La Great Resignation in Italia
In tutto questo ha anche un peso il fatto di non riconoscersi più in un mondo del lavoro che, in molti casi, tende a “restaurare” anziché a prendere il meglio di quello che la pandemia dovrebbe averci insegnato. Se infatti ci sono aziende che hanno sperimentato forme di lavoro ibrido (smart working + ufficio) ce ne sono altre che invece hanno pensato di riportare le cose a com’erano prima, senza tenere conto che non tutti sono disposti a farlo.
Stando a una ricerca condotta nel settembre 2021 da Mindwork insieme a Doxa sul benessere psicologico, il 40% degli intervistati ha riconosciuto tra le principali preoccupazioni relative al rientro l’impossibilità di gestire il proprio tempo. Così come il 40% si è detto preoccupato da un rientro a tempo pieno in ufficio e il 20% ha asserito di essere pronto a cambiare lavoro se costretto a rientrare full time.
Altri numeri fotografano il fenomeno della Great Resignation in Italia. Nonostante il blocco dei licenziamenti, stando a quanto riporta il Corriere, ben 480 mila Italiani hanno deciso di lasciare il lavoro tra aprile e giugno, ossia un quarto del totale delle cessazioni del rapporto di lavoro.
Alcuni suggerimenti per le aziende
Numeri che, però, detti così servono a poco. Bisogna infatti riflettere su quello che sta accadendo e comprenderlo analizzandolo da dentro. Per le aziende è importante essere consapevoli che la nuova concorrenza non è più solo data da imprese dello stesso settore o presenti in altri mercati, ma dalla vita stessa. Ed è per questo che bisogna prestare in primo luogo attenzione ad ascoltare cosa le persone stanno vivendo, cosa pensano e come si trovano nella situazione attuale cercando di trovare un punto d’incontro.

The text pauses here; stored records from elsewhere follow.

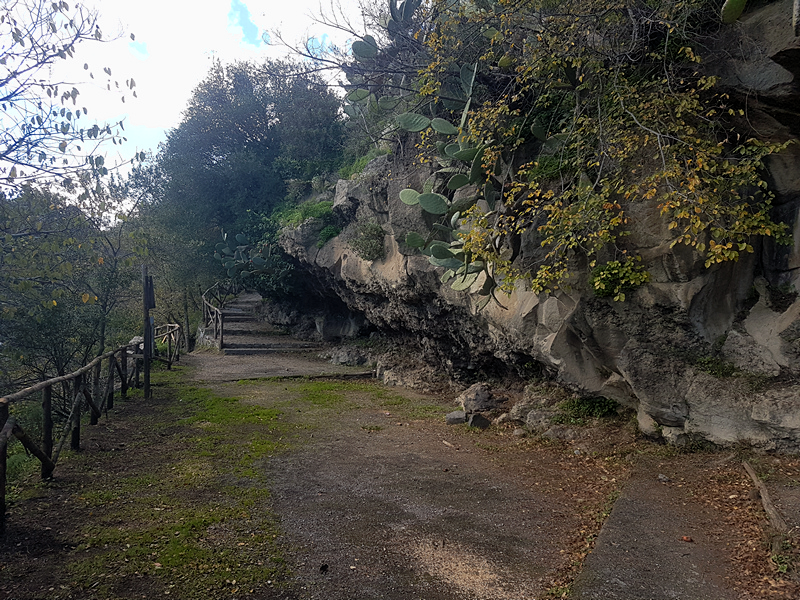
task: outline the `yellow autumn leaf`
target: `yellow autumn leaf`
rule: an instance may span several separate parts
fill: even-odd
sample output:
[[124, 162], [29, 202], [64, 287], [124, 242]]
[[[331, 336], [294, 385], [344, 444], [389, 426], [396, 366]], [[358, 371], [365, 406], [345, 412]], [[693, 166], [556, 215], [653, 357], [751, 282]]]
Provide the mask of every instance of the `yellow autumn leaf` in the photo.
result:
[[81, 300], [83, 300], [83, 303], [86, 304], [89, 301], [89, 294], [84, 293], [81, 296]]

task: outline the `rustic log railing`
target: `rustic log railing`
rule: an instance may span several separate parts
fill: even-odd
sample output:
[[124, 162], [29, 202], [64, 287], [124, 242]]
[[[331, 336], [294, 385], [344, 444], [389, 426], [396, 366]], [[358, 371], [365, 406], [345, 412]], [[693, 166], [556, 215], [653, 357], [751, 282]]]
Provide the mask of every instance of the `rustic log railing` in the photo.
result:
[[225, 335], [225, 315], [223, 315], [222, 309], [225, 302], [239, 291], [237, 282], [227, 281], [215, 283], [203, 294], [203, 327], [207, 331], [210, 330], [214, 342], [220, 350], [222, 350]]
[[[180, 325], [162, 325], [157, 329], [156, 339], [164, 339], [168, 344], [168, 356], [164, 360], [168, 367], [179, 359]], [[6, 513], [6, 465], [8, 440], [13, 435], [25, 449], [34, 455], [42, 464], [42, 479], [52, 477], [58, 463], [58, 458], [70, 438], [70, 449], [80, 450], [81, 447], [81, 417], [84, 405], [90, 411], [89, 424], [96, 425], [103, 411], [114, 407], [115, 380], [119, 378], [120, 395], [125, 398], [128, 394], [131, 380], [139, 385], [140, 361], [143, 357], [142, 342], [134, 342], [120, 346], [116, 350], [98, 356], [74, 373], [54, 377], [42, 381], [23, 390], [0, 398], [0, 534], [5, 531]], [[128, 368], [129, 359], [133, 359], [132, 372]], [[103, 363], [107, 367], [103, 369]], [[105, 382], [102, 374], [105, 371]], [[71, 383], [71, 385], [70, 385]], [[63, 385], [68, 390], [67, 399], [70, 406], [64, 428], [58, 437], [58, 443], [53, 447], [53, 386]], [[9, 407], [14, 402], [28, 398], [41, 392], [42, 398], [42, 441], [41, 446], [30, 439], [14, 416], [9, 415]]]
[[167, 363], [167, 369], [171, 369], [172, 363], [178, 362], [181, 359], [180, 347], [183, 343], [183, 338], [181, 337], [181, 326], [176, 323], [158, 325], [155, 328], [155, 335], [153, 337], [157, 342], [167, 345], [166, 356], [161, 356], [159, 353], [153, 358]]
[[217, 308], [206, 300], [206, 295], [203, 294], [203, 327], [206, 331], [210, 331], [217, 348], [222, 350], [222, 338], [224, 335], [225, 316], [222, 314], [222, 308]]

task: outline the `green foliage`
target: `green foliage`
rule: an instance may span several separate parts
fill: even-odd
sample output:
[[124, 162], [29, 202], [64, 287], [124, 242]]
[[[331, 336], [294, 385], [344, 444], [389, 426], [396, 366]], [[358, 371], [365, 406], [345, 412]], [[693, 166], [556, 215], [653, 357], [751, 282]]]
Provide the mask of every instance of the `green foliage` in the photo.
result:
[[[707, 267], [753, 252], [759, 236], [787, 243], [762, 178], [764, 159], [786, 144], [731, 132], [739, 114], [714, 93], [693, 50], [716, 19], [706, 3], [567, 0], [546, 20], [533, 16], [551, 8], [435, 0], [430, 20], [415, 24], [425, 31], [421, 99], [415, 110], [399, 107], [396, 123], [421, 134], [420, 159], [439, 169], [401, 200], [441, 215], [434, 229], [449, 230], [452, 256], [431, 258], [449, 269], [443, 280], [460, 260], [465, 277], [484, 265], [489, 290], [525, 278], [549, 292], [579, 257], [596, 265], [622, 255], [597, 267], [591, 286], [623, 300], [648, 281], [625, 244], [635, 203], [660, 214], [672, 244], [691, 247]], [[443, 118], [448, 110], [461, 110], [458, 126]], [[453, 206], [468, 183], [488, 213]], [[514, 261], [509, 248], [522, 235], [542, 251]]]
[[386, 256], [386, 232], [377, 221], [364, 221], [356, 225], [347, 245], [363, 260], [382, 260]]
[[650, 281], [650, 273], [641, 266], [641, 259], [612, 260], [592, 269], [589, 287], [598, 298], [625, 300], [625, 294]]
[[725, 0], [721, 11], [722, 22], [727, 24], [735, 23], [742, 16], [746, 4], [747, 0]]
[[241, 277], [265, 298], [281, 300], [296, 295], [305, 284], [288, 255], [277, 247], [279, 230], [317, 220], [322, 225], [317, 239], [317, 247], [321, 248], [341, 232], [332, 209], [333, 202], [312, 200], [295, 206], [284, 204], [268, 216], [248, 213], [248, 235], [224, 233], [223, 241], [215, 247], [214, 258], [228, 277]]
[[333, 212], [333, 202], [303, 202], [296, 206], [283, 206], [277, 209], [272, 219], [282, 226], [297, 227], [308, 219], [326, 219]]
[[244, 231], [340, 166], [339, 106], [301, 64], [215, 61], [154, 161], [148, 213], [206, 266], [220, 230]]
[[282, 254], [273, 254], [266, 259], [264, 273], [250, 279], [249, 285], [263, 298], [284, 300], [296, 297], [301, 285], [295, 266]]
[[358, 175], [359, 173], [363, 172], [364, 168], [367, 166], [367, 164], [369, 164], [370, 161], [388, 153], [388, 150], [371, 148], [364, 156], [357, 158], [352, 163], [341, 167], [339, 169], [339, 177], [342, 179], [350, 179], [353, 177], [353, 175]]
[[694, 361], [694, 365], [700, 371], [713, 375], [717, 379], [733, 377], [738, 372], [733, 363], [718, 356], [701, 356]]
[[78, 181], [70, 198], [30, 185], [0, 194], [4, 383], [63, 375], [117, 335], [113, 315], [147, 242], [124, 210], [124, 186]]
[[325, 244], [335, 238], [342, 232], [342, 228], [336, 225], [326, 225], [319, 232], [319, 240], [317, 241], [317, 248], [322, 248]]
[[617, 415], [616, 400], [597, 396], [594, 398], [570, 398], [558, 404], [554, 423], [581, 425], [587, 419], [608, 419]]

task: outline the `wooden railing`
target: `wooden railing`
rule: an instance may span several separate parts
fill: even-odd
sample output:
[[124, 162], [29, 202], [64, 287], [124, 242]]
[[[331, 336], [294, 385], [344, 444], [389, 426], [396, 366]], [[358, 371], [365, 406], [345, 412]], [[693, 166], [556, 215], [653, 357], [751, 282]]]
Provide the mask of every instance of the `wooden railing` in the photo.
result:
[[[156, 339], [163, 339], [167, 343], [168, 353], [162, 358], [172, 366], [180, 357], [180, 325], [162, 325], [156, 328]], [[159, 337], [160, 336], [160, 337]], [[133, 369], [129, 372], [128, 361], [133, 359]], [[8, 440], [13, 435], [25, 449], [34, 455], [42, 464], [42, 479], [52, 476], [58, 458], [70, 438], [70, 449], [80, 450], [81, 446], [81, 417], [86, 405], [90, 411], [89, 424], [96, 425], [103, 411], [114, 407], [115, 380], [119, 378], [120, 395], [125, 398], [128, 388], [133, 381], [139, 386], [140, 361], [143, 359], [142, 342], [135, 342], [120, 346], [116, 350], [98, 356], [87, 365], [74, 373], [54, 377], [42, 381], [24, 390], [0, 398], [0, 533], [5, 530], [6, 513], [6, 461]], [[107, 366], [104, 367], [104, 362]], [[105, 381], [103, 372], [106, 373]], [[58, 443], [53, 446], [53, 387], [62, 385], [67, 390], [69, 416], [63, 430], [58, 437]], [[22, 426], [17, 423], [14, 416], [9, 415], [11, 404], [41, 393], [42, 398], [42, 440], [41, 446], [25, 433]], [[66, 411], [65, 411], [66, 412]]]
[[222, 350], [225, 335], [225, 316], [222, 309], [225, 302], [241, 291], [235, 281], [217, 282], [203, 294], [203, 327], [210, 330], [214, 342]]
[[203, 327], [206, 331], [210, 331], [217, 348], [222, 350], [223, 336], [224, 336], [225, 317], [222, 314], [222, 308], [217, 308], [206, 300], [206, 295], [203, 294]]
[[153, 337], [156, 342], [167, 345], [166, 356], [161, 356], [161, 354], [158, 353], [153, 358], [167, 363], [167, 369], [171, 369], [172, 363], [178, 362], [181, 359], [180, 348], [184, 341], [181, 337], [181, 326], [177, 323], [158, 325], [155, 328], [155, 335]]

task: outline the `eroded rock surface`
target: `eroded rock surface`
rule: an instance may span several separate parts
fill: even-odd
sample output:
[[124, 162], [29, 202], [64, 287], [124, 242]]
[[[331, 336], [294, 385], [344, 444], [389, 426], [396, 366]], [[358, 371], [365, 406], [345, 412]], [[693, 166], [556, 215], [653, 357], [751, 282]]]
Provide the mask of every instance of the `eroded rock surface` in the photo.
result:
[[[746, 53], [756, 58], [720, 52], [708, 66], [723, 89], [746, 99], [751, 134], [771, 141], [800, 135], [800, 45], [784, 18], [790, 5], [767, 5], [724, 34], [759, 48]], [[720, 47], [731, 42], [721, 39]], [[674, 443], [800, 451], [800, 144], [769, 157], [768, 167], [776, 215], [794, 230], [793, 246], [756, 242], [738, 263], [707, 269], [691, 248], [671, 245], [658, 206], [642, 202], [631, 209], [628, 239], [652, 279], [624, 303], [595, 298], [578, 279], [550, 296], [520, 283], [502, 307], [476, 310], [476, 294], [443, 285], [441, 269], [405, 245], [407, 232], [430, 223], [399, 192], [419, 189], [428, 173], [404, 172], [402, 161], [387, 157], [359, 180], [340, 181], [334, 201], [345, 223], [381, 224], [384, 259], [359, 258], [347, 228], [317, 248], [308, 223], [285, 232], [282, 244], [351, 311], [339, 335], [365, 324], [411, 334], [421, 361], [451, 375], [492, 362], [520, 372], [534, 364], [579, 393], [635, 409], [647, 435]], [[520, 260], [534, 246], [523, 236]]]

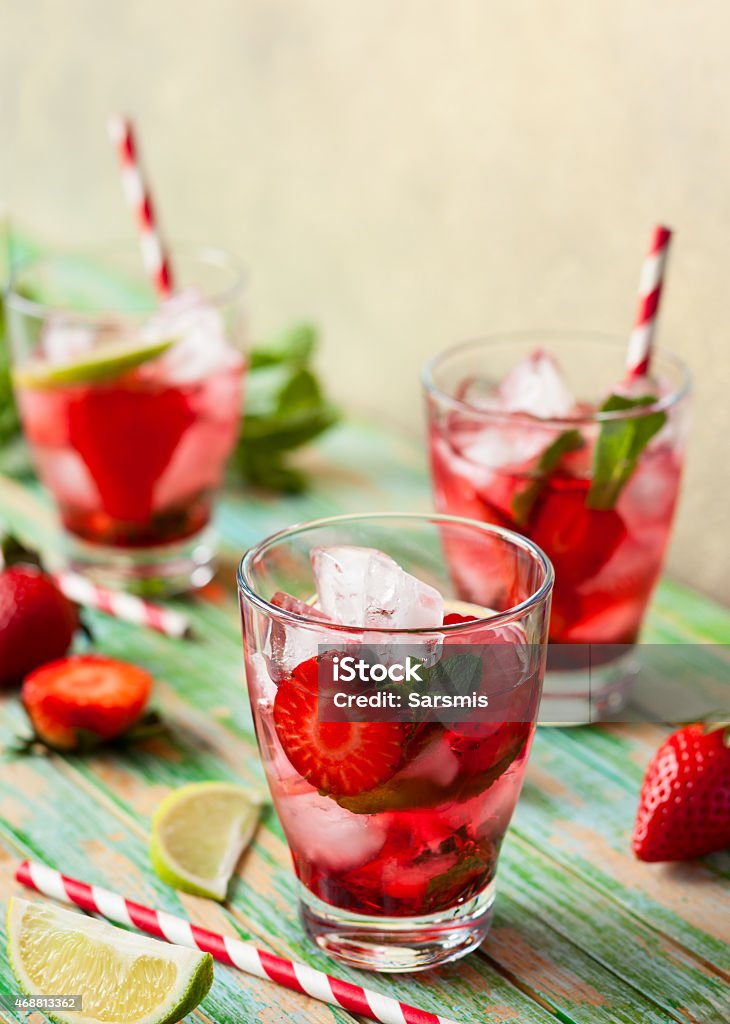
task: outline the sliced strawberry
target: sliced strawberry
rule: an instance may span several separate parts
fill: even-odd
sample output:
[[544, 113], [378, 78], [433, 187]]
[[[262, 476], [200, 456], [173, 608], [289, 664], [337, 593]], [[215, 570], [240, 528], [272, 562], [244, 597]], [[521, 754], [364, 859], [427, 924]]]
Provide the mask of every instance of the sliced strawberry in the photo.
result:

Se infatti le persone perdono la motivazione, se si sentono pressate quando pensavano di aver conquistato un lavoro per obiettivi, se devono nuovamente correre da una parte all’altra perché devono rientrare in ufficio in giorni stabiliti o per tutta la settimana, questo può incidere su un equilibrio che per tutti è ancora molto fragile. Così come bisogna pensare a quei genitori che avevano trovato il modo di gestire tutto, incastrando ogni cosa alla perfezione e tornando invece in azienda, devono riprogrammare ogni cosa. E spesso questo cambiamento non riguarda solo loro, ma tutte le persone della famiglia.
Senza dimenticare chi ha optato per tornare a vivere nel paese d’origine dove ci sono i genitori che aiutano con i figli o chi magari ha lasciato la città per andare a vivere in un posto che ritiene più adatto a lui/lei o in una casa più grande e meno costosa.
Tutti aspetti che non possono essere cancellati da un giorno all’altro, anzi: è bene che gli HR favoriscano momenti di condivisione e confronto con dipendenti e collaboratori e che pensino alla riprogettazione degli spazi di lavoro, sì, ma anche degli strumenti e delle modalità di lavorare.
Tutto questo non viene solo incontro al sentire delle persone, ma le può portare a essere più produttive e anche più accountable, ossia responsabili di quello che fanno.